Arabic transcription(s)
- • Arabic: عرّانه
- ’Arrana Location of ’Arrana within Palestine
- Coordinates: 32°29′50″N 35°19′20″E﻿ / ﻿32.49722°N 35.32222°E
- Palestine grid: 180/211
- State: State of Palestine
- Governorate: Jenin

Government
- • Type: Village council

Population (2017)
- • Total: 2,418
- Name meaning: from personal name, or perhaps from the Arab form of “a hyæna’s den”

= Arranah =

’Arrana (عرّانه) is a Palestinian village in the Jenin Governorate, located 4 kilometers Northeast of Jenin, in the northern West Bank. According to the Palestinian Central Bureau of Statistics, the village had a population of 2,418 inhabitants in 2017.

==History==
It has been suggested that this was Aaruna in the list of places conquered by Thutmose III.

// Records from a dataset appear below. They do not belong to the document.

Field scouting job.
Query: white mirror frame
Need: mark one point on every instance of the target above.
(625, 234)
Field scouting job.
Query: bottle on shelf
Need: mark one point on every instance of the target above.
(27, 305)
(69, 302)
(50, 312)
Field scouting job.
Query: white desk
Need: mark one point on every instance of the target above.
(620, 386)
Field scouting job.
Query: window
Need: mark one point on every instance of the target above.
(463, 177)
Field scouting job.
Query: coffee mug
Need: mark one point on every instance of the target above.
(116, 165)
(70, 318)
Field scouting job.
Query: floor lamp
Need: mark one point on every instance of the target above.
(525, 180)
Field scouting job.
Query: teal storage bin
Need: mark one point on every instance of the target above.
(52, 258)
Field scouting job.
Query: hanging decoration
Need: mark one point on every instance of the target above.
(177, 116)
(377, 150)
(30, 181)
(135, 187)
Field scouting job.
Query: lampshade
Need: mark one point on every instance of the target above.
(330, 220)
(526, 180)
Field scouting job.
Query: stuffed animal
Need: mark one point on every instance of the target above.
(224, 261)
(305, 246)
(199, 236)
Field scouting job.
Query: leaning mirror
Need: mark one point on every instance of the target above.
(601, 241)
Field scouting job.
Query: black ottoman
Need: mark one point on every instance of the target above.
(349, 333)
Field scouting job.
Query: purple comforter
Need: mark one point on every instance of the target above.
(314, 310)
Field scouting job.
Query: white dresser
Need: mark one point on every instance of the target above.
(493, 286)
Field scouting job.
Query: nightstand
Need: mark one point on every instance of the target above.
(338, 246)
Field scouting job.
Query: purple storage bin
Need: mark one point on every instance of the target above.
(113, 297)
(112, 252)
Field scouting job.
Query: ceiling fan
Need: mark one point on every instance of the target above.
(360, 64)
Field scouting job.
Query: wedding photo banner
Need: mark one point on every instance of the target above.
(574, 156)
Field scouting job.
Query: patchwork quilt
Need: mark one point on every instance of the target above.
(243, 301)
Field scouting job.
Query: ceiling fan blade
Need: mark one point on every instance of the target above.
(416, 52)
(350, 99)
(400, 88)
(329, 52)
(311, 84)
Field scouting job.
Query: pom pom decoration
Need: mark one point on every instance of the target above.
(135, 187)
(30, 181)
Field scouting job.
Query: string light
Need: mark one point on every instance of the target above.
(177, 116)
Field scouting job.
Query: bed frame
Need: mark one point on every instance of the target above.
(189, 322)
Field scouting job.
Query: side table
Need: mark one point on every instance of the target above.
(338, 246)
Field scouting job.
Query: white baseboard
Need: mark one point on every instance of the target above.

Ceramics from the Byzantine era have been found here.

===Ottoman era===
Arranah, like the rest of Palestine, was incorporated into the Ottoman Empire in 1517, and in the census of 1596, the village appeared as Arrana, located in the nahiya of Sara in the liwa of Lajjun. It had a population of 17 households, all Muslim. They paid a fixed tax rate of 25 % on agricultural products, including wheat, barley, summer crops, olive trees, goats and beehives, in addition to occasional revenues; a total of 9,000 akçe.

In 1838, it was noted as a village in the Jenin district.

In 1870, Victor Guérin noted it on a small hilltop.

In 1882, the PEF's Survey of Western Palestine (SWP) described Arraneh as: "A small village, principally of mud, with a few stone houses, standing in the plain, surrounded by olive-yards. It is supplied with water from cisterns. A kubbeh exists about 1/4 mile north of the village."

===British Mandate era===
In the 1922 census of Palestine, conducted by the British Mandate authorities, the village had a population of 216 Muslims, increasing slightly in the 1931 census to 267 Muslims, in 46 households.

In 1944/5 statistics the population was 320, all Muslim, with a total of 7,866 dunams of land, according to an official land and population survey. Of this, 13 dunams were used for plantations and irrigable land, 6,460 dunams for cereals, while 10 dunams were built-up (urban) land.

===Jordanian era===
After the 1948 Arab–Israeli War and the 1949 Armistice Agreements, Arranah came under Jordanian rule.

The Jordanian census of 1961 found 539 inhabitants.

===Post-1967===
Since the Six-Day War in 1967, Arranah has been under Israeli occupation.